"The sound of the rain needs no translation" - Alan Watts quoting a Zen master
This saying, to my mind at least, refers to the non-conceptual nature of reality; the naturalness of experience prior to being transformed into some kind of representation, like words, thoughts, or memories.
Is reality 'spiritual' or 'material', is matter or consciousness primary? Such considerations are concepts about reality which cannot accurately describe reality as it is.
To contemplate such things may seem banal to most people, since they seem to lack any utility or make any difference to our day-to-day lives. Yet if we look beneath the surface of appearances we begin to see and understand how so much of our experience of life is overlaid with our preconceived notions about it. We move so quickly from the experience itself to forming ideas or opinions about it that we don't even notice it is happening.

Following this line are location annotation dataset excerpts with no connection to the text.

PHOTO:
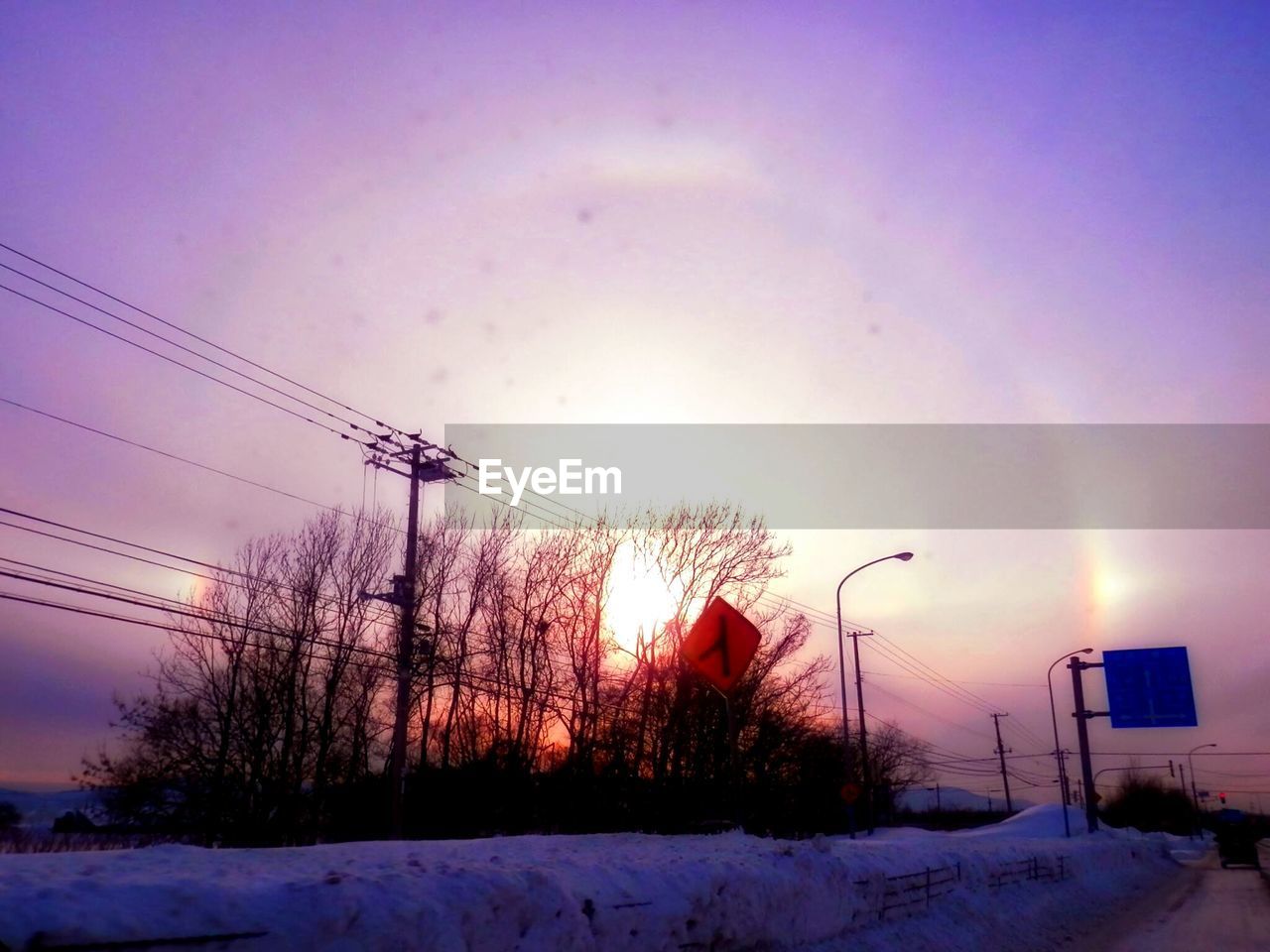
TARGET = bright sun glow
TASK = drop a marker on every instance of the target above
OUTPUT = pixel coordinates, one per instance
(639, 598)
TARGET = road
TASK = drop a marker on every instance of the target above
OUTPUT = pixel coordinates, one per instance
(1209, 909)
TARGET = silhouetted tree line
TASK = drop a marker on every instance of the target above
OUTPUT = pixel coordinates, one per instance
(1150, 805)
(270, 720)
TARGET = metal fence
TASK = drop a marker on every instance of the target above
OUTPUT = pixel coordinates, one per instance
(1053, 869)
(906, 892)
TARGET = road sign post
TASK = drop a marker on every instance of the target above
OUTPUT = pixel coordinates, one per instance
(719, 648)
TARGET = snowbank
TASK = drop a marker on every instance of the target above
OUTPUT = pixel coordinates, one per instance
(556, 893)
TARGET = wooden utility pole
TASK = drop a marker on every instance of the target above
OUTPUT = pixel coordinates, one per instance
(420, 470)
(1001, 753)
(403, 590)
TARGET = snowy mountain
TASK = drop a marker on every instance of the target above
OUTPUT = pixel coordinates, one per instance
(40, 809)
(921, 800)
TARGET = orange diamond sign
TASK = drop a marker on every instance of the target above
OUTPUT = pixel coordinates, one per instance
(720, 645)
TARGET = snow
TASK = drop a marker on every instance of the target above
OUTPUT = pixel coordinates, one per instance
(625, 892)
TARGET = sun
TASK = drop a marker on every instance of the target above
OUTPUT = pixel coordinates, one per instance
(640, 599)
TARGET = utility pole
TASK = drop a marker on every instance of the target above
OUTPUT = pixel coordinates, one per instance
(865, 774)
(420, 470)
(1001, 753)
(405, 647)
(1082, 734)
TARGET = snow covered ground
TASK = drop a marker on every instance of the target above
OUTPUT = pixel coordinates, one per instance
(621, 892)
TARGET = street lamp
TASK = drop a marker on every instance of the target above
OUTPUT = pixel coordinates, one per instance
(1192, 766)
(860, 689)
(1058, 753)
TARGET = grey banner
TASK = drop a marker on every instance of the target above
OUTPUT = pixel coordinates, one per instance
(1120, 476)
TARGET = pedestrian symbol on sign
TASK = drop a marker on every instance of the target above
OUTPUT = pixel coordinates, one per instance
(720, 645)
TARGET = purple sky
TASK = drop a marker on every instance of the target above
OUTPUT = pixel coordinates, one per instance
(620, 212)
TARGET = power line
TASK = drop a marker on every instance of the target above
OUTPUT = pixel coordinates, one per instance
(187, 350)
(176, 362)
(171, 456)
(195, 336)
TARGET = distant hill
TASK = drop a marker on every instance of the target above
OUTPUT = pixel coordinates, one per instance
(921, 801)
(40, 809)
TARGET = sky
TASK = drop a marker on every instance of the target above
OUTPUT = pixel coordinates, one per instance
(693, 212)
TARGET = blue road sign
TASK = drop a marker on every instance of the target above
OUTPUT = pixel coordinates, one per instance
(1150, 688)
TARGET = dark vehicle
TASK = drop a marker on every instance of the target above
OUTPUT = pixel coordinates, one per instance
(1237, 839)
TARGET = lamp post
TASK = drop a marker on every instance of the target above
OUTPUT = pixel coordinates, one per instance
(1058, 753)
(1192, 766)
(860, 689)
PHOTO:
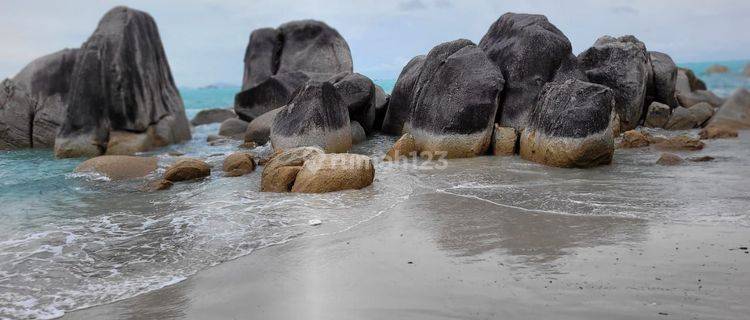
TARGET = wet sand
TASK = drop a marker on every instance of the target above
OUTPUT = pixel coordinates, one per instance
(444, 256)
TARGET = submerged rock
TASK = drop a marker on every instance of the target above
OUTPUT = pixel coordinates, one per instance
(259, 130)
(455, 101)
(657, 115)
(238, 164)
(530, 51)
(734, 113)
(121, 81)
(187, 169)
(316, 117)
(281, 170)
(570, 126)
(119, 167)
(279, 61)
(334, 172)
(665, 78)
(717, 132)
(622, 64)
(504, 141)
(209, 116)
(233, 128)
(669, 159)
(404, 147)
(399, 104)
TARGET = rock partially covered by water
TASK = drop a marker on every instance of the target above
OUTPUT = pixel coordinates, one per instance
(334, 172)
(657, 115)
(238, 164)
(121, 81)
(665, 78)
(570, 126)
(622, 64)
(530, 51)
(119, 167)
(209, 116)
(399, 105)
(33, 104)
(278, 61)
(734, 113)
(259, 130)
(281, 170)
(316, 116)
(187, 169)
(456, 100)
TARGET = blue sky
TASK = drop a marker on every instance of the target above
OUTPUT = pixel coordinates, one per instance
(205, 39)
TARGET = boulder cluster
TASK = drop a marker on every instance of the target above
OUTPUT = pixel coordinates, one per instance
(113, 95)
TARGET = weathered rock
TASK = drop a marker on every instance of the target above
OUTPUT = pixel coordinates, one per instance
(279, 61)
(119, 167)
(681, 143)
(570, 126)
(665, 77)
(209, 116)
(259, 130)
(717, 132)
(455, 101)
(634, 139)
(404, 147)
(121, 81)
(187, 169)
(734, 113)
(399, 103)
(233, 128)
(381, 107)
(358, 133)
(717, 68)
(316, 117)
(669, 159)
(281, 170)
(622, 64)
(358, 95)
(504, 141)
(238, 164)
(334, 172)
(273, 93)
(529, 50)
(657, 115)
(690, 99)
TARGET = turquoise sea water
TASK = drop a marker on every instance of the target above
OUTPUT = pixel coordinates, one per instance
(69, 241)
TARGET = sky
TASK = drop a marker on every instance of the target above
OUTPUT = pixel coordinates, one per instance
(205, 40)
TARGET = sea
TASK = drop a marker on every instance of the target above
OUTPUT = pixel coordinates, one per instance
(70, 241)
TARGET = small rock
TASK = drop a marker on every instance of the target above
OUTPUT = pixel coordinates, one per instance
(669, 159)
(187, 169)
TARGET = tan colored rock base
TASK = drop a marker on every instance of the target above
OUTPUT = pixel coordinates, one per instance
(585, 152)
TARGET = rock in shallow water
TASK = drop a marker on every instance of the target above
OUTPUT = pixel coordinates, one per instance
(570, 126)
(187, 169)
(119, 167)
(455, 101)
(316, 116)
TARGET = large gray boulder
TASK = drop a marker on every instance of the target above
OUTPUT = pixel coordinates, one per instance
(455, 101)
(399, 103)
(317, 116)
(529, 50)
(279, 61)
(622, 64)
(571, 125)
(665, 77)
(38, 106)
(121, 81)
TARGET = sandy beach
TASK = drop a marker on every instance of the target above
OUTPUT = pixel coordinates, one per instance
(441, 256)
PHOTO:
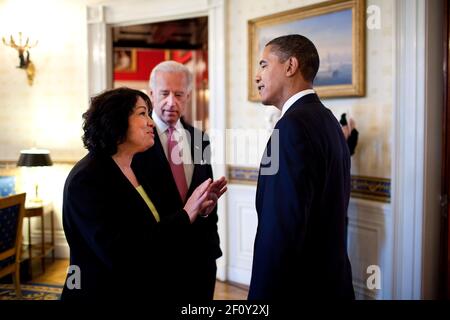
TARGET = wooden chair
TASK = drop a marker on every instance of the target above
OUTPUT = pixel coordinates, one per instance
(12, 210)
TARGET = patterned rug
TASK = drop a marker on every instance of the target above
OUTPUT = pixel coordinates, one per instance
(31, 291)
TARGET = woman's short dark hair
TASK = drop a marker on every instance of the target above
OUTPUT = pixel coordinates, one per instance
(105, 123)
(300, 47)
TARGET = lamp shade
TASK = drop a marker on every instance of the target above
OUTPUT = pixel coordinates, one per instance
(34, 158)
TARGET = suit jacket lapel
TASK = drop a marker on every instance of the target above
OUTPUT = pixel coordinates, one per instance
(195, 149)
(164, 166)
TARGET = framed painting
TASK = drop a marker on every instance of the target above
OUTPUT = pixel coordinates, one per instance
(337, 28)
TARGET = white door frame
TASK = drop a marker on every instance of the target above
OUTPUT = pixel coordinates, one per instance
(416, 150)
(101, 18)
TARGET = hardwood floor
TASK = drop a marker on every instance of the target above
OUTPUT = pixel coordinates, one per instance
(55, 273)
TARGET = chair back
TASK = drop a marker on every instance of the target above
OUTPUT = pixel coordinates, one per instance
(12, 210)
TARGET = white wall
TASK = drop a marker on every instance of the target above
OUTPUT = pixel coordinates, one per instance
(48, 113)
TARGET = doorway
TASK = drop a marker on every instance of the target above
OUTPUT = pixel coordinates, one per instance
(444, 289)
(137, 49)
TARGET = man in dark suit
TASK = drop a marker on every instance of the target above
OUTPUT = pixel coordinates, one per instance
(173, 176)
(303, 186)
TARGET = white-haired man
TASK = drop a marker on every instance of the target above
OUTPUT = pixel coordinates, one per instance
(175, 166)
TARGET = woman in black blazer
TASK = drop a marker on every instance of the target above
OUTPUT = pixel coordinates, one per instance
(121, 247)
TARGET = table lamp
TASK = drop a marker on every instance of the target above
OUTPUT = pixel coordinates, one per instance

The way we respond and react to any given experience is largely a consequence of the residue of previous experiences (called saṃskāra's in Sanskrit) we have had, and thus we miss the 'freshness' and naturalness of life; living instead inside an experience of reality which is always lagging behind.
The trick then, if one wishes to rediscover the naturalness of experience, is to find some way to catch the very first moment, prior to the fluctuation of thought, where awareness first touches a given phenomena. In this instant one is able to taste and if it is prolonged, savor, the ever-new shaping of consciousness into any given form of experience.
The Vijñānabhairava Tantra offers many such tricks and contemplation, for reaching such a non-conceptual mode of awareness where one is then able to penetrate to the most essential core of being.